Come see it in Chicago. It is really, really, really good. Better, I think, than the original. I’m dead serious. They’ve cast a much younger man in the role of the Phantom, but he really pulls it off. I’m so sentimentally attached to Crawford that I can’t bear to hear another voice sing “his” songs, but…this guy nailed it. Nailed. It. The Christine is a lovely little waify powerhouse, and Raoul…oh, Raoul. Ok, I admit I’ve had a crush on Ben Jacoby for about the last year at the Mariott Linclonshire Theater…but he really is really good. This is the first production to really make clear that Raoul is funny and charming and dashing, not just a friendzoned rich brat with a hero complex. It’s the first production I’ve seen (I haven’t seen as many as you, but I’ve seen half a dozen) where it’s clear WHY Christine loves Raoul. Usually he’s just annoying. It’s also clear that she doesn’t, and never did and never will, love Erik/Phantom, she was just trying to learn how to sing and he’s a good teacher! They really play up the creepy stalker side of Erik, which I think makes for such a more interesting story than a poor ingenue trying to decide between her career and her inexplicable beau.

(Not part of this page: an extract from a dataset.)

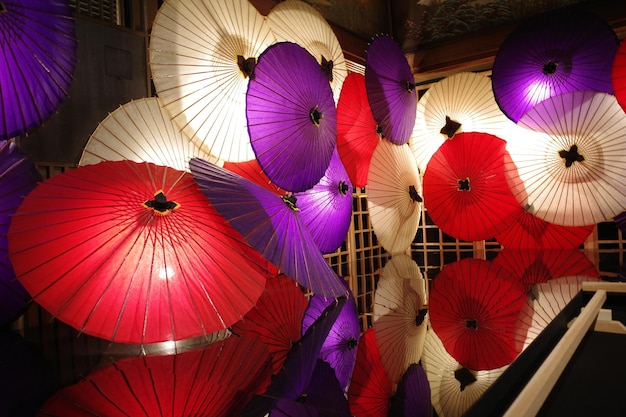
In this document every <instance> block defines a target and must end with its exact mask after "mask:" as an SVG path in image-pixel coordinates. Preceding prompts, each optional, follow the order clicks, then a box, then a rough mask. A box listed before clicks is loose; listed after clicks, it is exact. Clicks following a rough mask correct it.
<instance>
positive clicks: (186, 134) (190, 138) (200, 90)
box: [149, 0, 275, 161]
mask: <svg viewBox="0 0 626 417" xmlns="http://www.w3.org/2000/svg"><path fill="white" fill-rule="evenodd" d="M274 42H275V39H274V35H273V34H272V32H271V31H270V29H269V26H268V25H267V24H266V22H265V19H264V17H263V16H262V15H261V14H260V13H259V12H258V10H257V9H256V8H255V7H254V6H253V5H252V4H251V3H250V2H249V1H248V0H225V1H219V2H216V1H209V0H201V1H194V2H187V1H184V0H168V1H166V2H164V3H163V5H162V6H161V7H160V8H159V9H158V11H157V14H156V16H155V19H154V23H153V25H152V30H151V33H150V45H149V55H150V56H149V59H150V70H151V73H152V80H153V81H154V86H155V89H156V92H157V94H158V96H159V98H160V99H161V100H162V103H163V106H164V107H165V109H166V110H167V112H168V113H169V114H170V116H171V118H172V121H173V122H174V124H175V125H176V126H178V128H179V129H180V130H182V131H183V133H184V134H185V136H186V137H188V138H189V139H190V140H192V141H193V142H194V143H195V144H196V146H198V147H200V148H201V149H202V150H203V151H204V152H206V153H208V154H211V155H213V156H214V157H215V158H218V159H221V160H225V161H248V160H250V159H253V158H254V153H253V151H252V147H251V146H250V136H249V135H248V130H247V128H246V91H247V88H248V83H249V80H250V79H251V77H254V65H255V64H256V60H257V58H258V57H259V55H260V54H261V53H262V52H263V51H264V50H265V49H266V48H267V47H268V46H269V45H271V44H272V43H274Z"/></svg>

The owners, Carlotta and Piangi* are played much more straight - still funny, but not clowns. The whole show feels more realistic, in a good way. It’s still big, it’s still operatic, but it loves opera. It has fun with the shows in the show, but it *respects *opera, unlike the intentionally overblown buffoonery of the original stagings.

I had to lean back to get this picture before the show started. I was directly under that sucker! And here it is after it “fell”. :smiley:

*We saw the understudy, who was just wonderful, and clearly having a lot of fun with it. I love understudies. It’s like watching Cinderella’s dream come true up there.

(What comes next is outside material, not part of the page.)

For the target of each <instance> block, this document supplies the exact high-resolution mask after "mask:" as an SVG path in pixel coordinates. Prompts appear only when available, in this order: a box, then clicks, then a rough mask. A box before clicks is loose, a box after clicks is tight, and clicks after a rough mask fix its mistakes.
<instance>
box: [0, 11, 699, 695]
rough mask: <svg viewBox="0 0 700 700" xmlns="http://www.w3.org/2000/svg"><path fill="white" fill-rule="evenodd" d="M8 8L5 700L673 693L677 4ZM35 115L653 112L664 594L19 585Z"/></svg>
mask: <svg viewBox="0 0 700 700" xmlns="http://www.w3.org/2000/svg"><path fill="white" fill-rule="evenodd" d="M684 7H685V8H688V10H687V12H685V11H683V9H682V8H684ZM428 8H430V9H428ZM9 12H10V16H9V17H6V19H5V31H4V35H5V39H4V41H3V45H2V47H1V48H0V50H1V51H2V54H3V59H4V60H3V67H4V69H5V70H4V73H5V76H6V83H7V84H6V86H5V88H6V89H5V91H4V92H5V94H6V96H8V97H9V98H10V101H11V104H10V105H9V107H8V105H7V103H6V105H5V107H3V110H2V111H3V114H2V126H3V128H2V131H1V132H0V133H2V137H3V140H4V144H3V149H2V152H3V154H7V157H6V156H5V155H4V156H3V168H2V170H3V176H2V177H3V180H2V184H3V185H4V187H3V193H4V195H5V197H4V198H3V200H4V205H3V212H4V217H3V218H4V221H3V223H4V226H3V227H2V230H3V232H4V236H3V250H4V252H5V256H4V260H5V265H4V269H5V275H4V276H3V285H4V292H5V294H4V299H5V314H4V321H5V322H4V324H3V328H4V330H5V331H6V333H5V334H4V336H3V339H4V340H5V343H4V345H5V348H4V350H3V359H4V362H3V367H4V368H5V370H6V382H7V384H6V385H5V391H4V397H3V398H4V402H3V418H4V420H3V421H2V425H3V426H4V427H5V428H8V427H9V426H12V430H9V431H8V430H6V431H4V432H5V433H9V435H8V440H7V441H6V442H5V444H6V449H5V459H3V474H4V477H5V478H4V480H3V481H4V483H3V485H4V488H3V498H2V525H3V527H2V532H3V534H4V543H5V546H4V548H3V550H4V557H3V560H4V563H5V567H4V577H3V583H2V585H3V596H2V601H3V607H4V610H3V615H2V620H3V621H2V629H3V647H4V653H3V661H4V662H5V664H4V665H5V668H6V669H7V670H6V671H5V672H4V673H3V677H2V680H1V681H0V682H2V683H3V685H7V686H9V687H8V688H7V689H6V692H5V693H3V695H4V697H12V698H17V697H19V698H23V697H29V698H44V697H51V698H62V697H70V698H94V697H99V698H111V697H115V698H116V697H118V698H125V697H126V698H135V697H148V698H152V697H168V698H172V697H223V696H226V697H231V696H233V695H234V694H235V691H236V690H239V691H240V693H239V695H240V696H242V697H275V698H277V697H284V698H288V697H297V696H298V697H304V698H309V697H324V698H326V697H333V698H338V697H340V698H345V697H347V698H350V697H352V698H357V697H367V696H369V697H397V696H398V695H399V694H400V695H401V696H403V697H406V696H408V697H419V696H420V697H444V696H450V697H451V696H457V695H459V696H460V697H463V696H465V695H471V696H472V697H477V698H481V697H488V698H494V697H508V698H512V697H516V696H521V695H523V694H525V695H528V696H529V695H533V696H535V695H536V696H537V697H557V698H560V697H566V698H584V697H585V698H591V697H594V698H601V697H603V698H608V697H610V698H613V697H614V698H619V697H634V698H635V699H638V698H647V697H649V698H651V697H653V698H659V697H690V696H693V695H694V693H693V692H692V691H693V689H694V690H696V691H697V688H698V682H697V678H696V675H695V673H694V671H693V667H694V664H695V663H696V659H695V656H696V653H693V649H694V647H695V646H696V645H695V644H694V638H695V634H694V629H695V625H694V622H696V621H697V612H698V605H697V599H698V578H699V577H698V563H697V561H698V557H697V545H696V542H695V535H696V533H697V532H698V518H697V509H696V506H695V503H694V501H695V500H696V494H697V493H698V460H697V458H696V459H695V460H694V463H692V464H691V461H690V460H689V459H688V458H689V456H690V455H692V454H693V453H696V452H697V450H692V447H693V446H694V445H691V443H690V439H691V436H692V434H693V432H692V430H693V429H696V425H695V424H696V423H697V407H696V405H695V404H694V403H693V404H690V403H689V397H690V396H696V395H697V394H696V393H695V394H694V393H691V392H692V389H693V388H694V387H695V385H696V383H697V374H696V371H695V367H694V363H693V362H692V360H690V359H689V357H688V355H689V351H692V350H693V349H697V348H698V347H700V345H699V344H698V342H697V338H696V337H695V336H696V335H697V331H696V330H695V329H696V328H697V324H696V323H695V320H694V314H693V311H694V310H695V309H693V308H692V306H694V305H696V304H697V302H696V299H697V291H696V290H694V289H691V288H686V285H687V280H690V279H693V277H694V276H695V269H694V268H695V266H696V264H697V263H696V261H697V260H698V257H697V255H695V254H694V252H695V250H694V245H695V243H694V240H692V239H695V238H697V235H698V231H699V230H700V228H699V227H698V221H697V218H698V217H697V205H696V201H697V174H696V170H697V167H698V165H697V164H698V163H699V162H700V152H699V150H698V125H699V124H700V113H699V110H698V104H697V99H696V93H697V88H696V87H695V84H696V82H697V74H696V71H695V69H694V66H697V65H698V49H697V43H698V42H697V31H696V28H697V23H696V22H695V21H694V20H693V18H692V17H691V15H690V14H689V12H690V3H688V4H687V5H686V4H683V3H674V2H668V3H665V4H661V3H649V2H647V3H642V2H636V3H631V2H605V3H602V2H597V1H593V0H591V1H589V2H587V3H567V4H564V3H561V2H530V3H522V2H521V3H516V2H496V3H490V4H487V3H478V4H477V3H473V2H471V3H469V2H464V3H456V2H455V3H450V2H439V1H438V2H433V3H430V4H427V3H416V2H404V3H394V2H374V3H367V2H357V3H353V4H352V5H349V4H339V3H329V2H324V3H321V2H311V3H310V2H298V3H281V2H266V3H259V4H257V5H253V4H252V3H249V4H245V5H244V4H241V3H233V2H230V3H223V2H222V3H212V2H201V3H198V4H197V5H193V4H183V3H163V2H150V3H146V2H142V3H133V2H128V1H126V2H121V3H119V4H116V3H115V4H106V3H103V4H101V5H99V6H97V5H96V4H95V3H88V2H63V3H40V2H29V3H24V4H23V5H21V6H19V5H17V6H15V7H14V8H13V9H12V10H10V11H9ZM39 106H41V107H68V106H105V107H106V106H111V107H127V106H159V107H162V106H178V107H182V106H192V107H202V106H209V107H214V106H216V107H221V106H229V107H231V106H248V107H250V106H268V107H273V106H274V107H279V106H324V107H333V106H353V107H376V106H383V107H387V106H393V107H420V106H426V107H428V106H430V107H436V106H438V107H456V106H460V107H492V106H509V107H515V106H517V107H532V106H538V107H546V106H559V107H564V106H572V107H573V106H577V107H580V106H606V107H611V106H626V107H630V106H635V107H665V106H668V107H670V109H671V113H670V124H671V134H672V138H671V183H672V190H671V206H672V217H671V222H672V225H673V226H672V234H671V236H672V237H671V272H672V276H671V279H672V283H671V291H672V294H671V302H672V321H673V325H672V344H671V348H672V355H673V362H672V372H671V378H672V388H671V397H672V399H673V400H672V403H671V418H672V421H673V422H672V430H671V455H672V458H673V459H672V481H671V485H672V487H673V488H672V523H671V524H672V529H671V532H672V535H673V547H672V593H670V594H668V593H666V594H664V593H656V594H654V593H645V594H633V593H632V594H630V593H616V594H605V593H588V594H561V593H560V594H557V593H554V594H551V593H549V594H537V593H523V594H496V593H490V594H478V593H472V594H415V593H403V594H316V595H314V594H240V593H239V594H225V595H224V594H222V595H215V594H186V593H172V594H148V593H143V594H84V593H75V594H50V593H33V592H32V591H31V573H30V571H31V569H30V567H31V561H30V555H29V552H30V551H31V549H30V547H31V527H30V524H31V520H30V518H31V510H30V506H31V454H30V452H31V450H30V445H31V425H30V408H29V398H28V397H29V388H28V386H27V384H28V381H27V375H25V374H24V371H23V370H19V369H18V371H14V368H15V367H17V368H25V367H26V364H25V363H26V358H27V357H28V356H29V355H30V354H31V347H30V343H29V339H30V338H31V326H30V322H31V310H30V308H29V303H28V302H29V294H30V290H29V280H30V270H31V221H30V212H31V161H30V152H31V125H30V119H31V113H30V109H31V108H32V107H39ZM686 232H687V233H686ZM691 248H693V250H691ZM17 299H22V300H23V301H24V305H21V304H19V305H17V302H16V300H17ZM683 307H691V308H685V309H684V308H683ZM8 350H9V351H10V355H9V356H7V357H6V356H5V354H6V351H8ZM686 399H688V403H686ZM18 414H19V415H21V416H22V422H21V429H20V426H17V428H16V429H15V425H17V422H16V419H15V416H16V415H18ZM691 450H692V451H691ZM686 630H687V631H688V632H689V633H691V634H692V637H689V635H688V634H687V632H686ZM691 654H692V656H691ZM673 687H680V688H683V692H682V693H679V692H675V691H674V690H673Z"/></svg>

I think that’s exactly it. It’s very much like a movie, and so it has a crossover appeal. It’s drawn in more than one generation of people who might never have considered going to live theater.

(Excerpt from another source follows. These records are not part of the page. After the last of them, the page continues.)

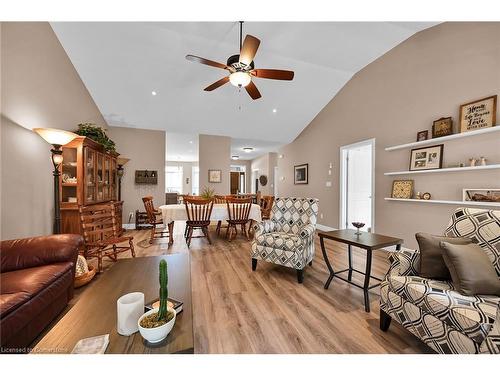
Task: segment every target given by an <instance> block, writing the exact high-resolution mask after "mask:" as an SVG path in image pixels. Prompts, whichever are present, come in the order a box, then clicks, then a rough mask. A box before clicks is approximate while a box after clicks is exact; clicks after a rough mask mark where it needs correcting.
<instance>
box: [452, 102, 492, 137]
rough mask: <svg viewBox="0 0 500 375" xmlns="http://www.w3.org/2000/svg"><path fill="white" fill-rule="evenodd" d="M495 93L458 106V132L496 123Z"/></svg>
mask: <svg viewBox="0 0 500 375" xmlns="http://www.w3.org/2000/svg"><path fill="white" fill-rule="evenodd" d="M496 111H497V95H492V96H488V97H486V98H482V99H478V100H474V101H472V102H469V103H465V104H462V105H461V106H460V116H459V119H460V133H465V132H469V131H474V130H478V129H483V128H491V127H493V126H495V125H496Z"/></svg>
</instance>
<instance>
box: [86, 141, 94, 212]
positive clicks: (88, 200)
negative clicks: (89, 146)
mask: <svg viewBox="0 0 500 375" xmlns="http://www.w3.org/2000/svg"><path fill="white" fill-rule="evenodd" d="M84 150H85V151H84V154H85V159H84V163H85V165H84V167H85V168H84V170H85V173H84V174H85V189H84V190H85V192H84V194H85V195H84V197H85V204H89V203H93V202H95V200H96V179H95V164H96V152H95V151H94V150H92V149H91V148H88V147H85V148H84Z"/></svg>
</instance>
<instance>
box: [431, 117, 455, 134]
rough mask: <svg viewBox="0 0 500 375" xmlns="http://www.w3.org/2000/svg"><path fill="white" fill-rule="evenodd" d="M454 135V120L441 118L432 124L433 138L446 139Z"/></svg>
mask: <svg viewBox="0 0 500 375" xmlns="http://www.w3.org/2000/svg"><path fill="white" fill-rule="evenodd" d="M452 134H453V119H452V118H451V117H441V118H440V119H438V120H436V121H434V122H433V123H432V138H439V137H445V136H447V135H452Z"/></svg>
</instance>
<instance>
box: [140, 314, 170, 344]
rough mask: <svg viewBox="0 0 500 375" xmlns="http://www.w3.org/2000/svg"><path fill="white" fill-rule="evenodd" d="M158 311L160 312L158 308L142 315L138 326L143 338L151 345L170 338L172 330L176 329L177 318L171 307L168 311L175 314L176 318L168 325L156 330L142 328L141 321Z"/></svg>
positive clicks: (154, 329)
mask: <svg viewBox="0 0 500 375" xmlns="http://www.w3.org/2000/svg"><path fill="white" fill-rule="evenodd" d="M158 310H159V309H158V308H156V309H152V310H149V311H148V312H147V313H144V314H142V315H141V317H140V318H139V320H138V321H137V326H138V327H139V332H140V333H141V336H142V337H143V338H144V340H146V341H147V342H149V343H151V344H157V343H159V342H161V341H162V340H164V339H165V338H166V337H167V336H168V334H169V333H170V331H171V330H172V328H174V324H175V318H176V316H177V313H176V312H175V310H174V309H173V308H172V307H170V306H169V307H168V310H169V311H171V312H172V313H173V314H174V317H173V318H172V319H170V320H169V321H168V322H167V323H165V324H163V325H161V326H159V327H155V328H144V327H142V326H141V320H142V319H143V318H144V317H146V316H148V315H151V314H154V313H157V312H158Z"/></svg>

damn you, WhyNot, you’re killing me. i would absolutely love to see this production, but i can’t afford to travel right now. i keep checking the tour dates in the hopes that they’ve planned a trip down here, but no go so far. :confused:

That’s good - I saw the traveling company when they hit Chicago somewhere around 2004-2005 (I’d already seen it twice before in the early 90s) and it was DIRE. The electronic/synth parts of the score sounded like they were being run on an old cassette player, the performances were bad, and a lot of the effects just plain didn’t work. My friend and I agreed that we never needed to see it again after that train wreck.

Years and years ago, I had a subscription to New York Magazine (not New Yorker) and the cover story was how they were refitting a theater there just
for The Phantom of the Opera, for a cost of I think $12 million. Mr. Salinqmind said, that’s a lot of money, do they plan on this show making a lot of money for years to come? :slight_smile: We went to see it on a sleeting icy frozen night, when the touring company came to our city. Just try to keep us away!

Not wishing to rain on anyone’s parade, but it always sticks in my craw when someone says Gone With The Wind has made $390 kajillion when adjusted for today’s money. In our hype-driven society, could there be something similar going on here? Has GWTW made $50 billion 2014? Since Phantom has been running such a long time, did they inflate 1980’s money to today’s? Not really sure I made my point, or if there’s really a point to be made. Thoughts?